Nowadays, we’re all so focused on having everything figured out in our 20s that we miss the benefits of taking our time. Late bloomers often have no choice in the matter. Whether its being a late bloomer financially, or a late bloomer who is just now accepting all your curves (or LACK thereof LOL); being late to the game teaches you a thing or two.

1. Many times you develop empathy for others. Late bloomers often feel like outcast and develop empathy for those who are different from mainstream society.

2. You have a strong sense of who you are because you were never able to fit into popular stereotypes.

3. Playing catch-up to different milestones helps you appreciate the experience more.

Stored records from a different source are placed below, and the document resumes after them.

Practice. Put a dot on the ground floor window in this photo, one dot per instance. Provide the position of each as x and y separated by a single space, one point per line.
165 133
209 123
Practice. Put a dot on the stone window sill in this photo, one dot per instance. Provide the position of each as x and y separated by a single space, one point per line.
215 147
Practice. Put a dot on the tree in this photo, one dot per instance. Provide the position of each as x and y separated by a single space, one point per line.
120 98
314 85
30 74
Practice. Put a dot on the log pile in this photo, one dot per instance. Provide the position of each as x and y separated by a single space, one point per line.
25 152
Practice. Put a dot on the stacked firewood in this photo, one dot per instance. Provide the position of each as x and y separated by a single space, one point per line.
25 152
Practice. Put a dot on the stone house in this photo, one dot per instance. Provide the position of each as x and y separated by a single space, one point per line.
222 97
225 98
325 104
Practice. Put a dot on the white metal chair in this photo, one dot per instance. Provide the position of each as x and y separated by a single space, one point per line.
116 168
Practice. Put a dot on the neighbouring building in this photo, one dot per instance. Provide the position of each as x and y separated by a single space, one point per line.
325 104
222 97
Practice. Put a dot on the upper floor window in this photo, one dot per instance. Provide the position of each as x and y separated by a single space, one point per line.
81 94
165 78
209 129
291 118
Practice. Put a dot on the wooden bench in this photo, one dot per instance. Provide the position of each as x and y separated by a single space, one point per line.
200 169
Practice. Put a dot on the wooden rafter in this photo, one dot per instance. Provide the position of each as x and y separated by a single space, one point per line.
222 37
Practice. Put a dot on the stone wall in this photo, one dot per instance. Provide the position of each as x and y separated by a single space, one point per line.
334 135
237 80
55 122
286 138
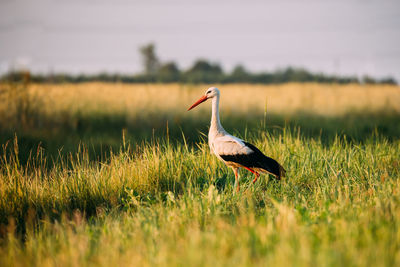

4. You learn from the mistakes of those who have gone before you.

5. Once you get older you’re not burnt out or bored by having already experienced things at an earlier age.

As a late bloomer don’t ever think that being different is a bad thing. Everyone is different in some way. And as corny as it sounds your lateness is what makes you special.When you discover your talents and skills at an older age you often are then equipped to nurture them.

I had two older sisters who were popular throughout high school because they already had a strong sense of who they were.While I loved seeing their experiences, I couldn’t mimic them even if I wanted to.

I was still lame through college. I think I might be lame still but in MY mind I’ve been poppin’ since Junior high sooooo who knows. However, being a late bloomer has taught me to appreciate exactly who I am, the way I am. I hope that all the late bloomers out there will feel the same way about themselves because Glo’ ups are inevitable but loving yourself; well, that’s entirely up to you.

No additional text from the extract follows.